In chemistry, a pure substance is a material with a constant composition. In other words, it is homogeneous no matter when you sample it. A pure substance consists entirely of one type of atom or compound. It participates predictably in a chemical reaction.
Examples of Pure Substances
The best examples of pure substances are pure elements, molecules, and compounds:
- Hydrogen gas
- Gold metal
- Sugar (sucrose)
- Baking soda (sodium bicarbonate)
- Copper wire
- Silicon chip
- Copper sulfate
- Ethanol (pure grain alcohol)
The Gray Area
Some people consider any homogeneous mixture or alloy to be an example of a pure substance. This is the usual definition, but won’t get you the grade in a chemistry class. These examples of pure substances don’t consist of one type of atom or compound, but they do have a uniform structure. This type of pure substance needs to be free of contaminants or impurities:
- Sterling silver (an alloy of silver and copper)

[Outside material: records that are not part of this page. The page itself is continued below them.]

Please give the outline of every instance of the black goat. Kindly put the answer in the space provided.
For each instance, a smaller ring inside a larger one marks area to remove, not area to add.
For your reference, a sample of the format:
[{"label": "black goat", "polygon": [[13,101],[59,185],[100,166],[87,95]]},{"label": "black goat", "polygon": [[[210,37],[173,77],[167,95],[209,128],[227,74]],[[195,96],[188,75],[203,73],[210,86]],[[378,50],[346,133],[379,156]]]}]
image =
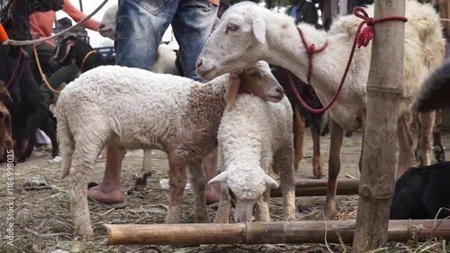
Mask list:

- Air (a homogeneous mixture of gases)
- Vegetable oil
- Stainless steel
- Tap water
- Rubbing alcohol
Examples of Impure Substances
Some specimens are clear examples of impure substances:
- Mixture of sand and salt
- A bouquet of different flowers
- A cake
How to Identify a Pure Substance
The only way to know for certain if a sample is a pure substance is to perform a chemical analysis. However, there are other clues that can help you make a determination:
- Is is crystalline? Crystals are typically relatively pure compounds.
- A pure substance is usually all one color. The exception is if the matter has unusual optical properties, such that it reflects or refracts light.
- A pure substance has the same appearance and properties, no matter where you sample it.
- If you magnify the matter, it should appear the same everywhere in its composition. The exception is when matter exists in multiple phases (e.g., melting ice).
- If you can write the element symbol or chemical formula for a sample, it’s a pure substance.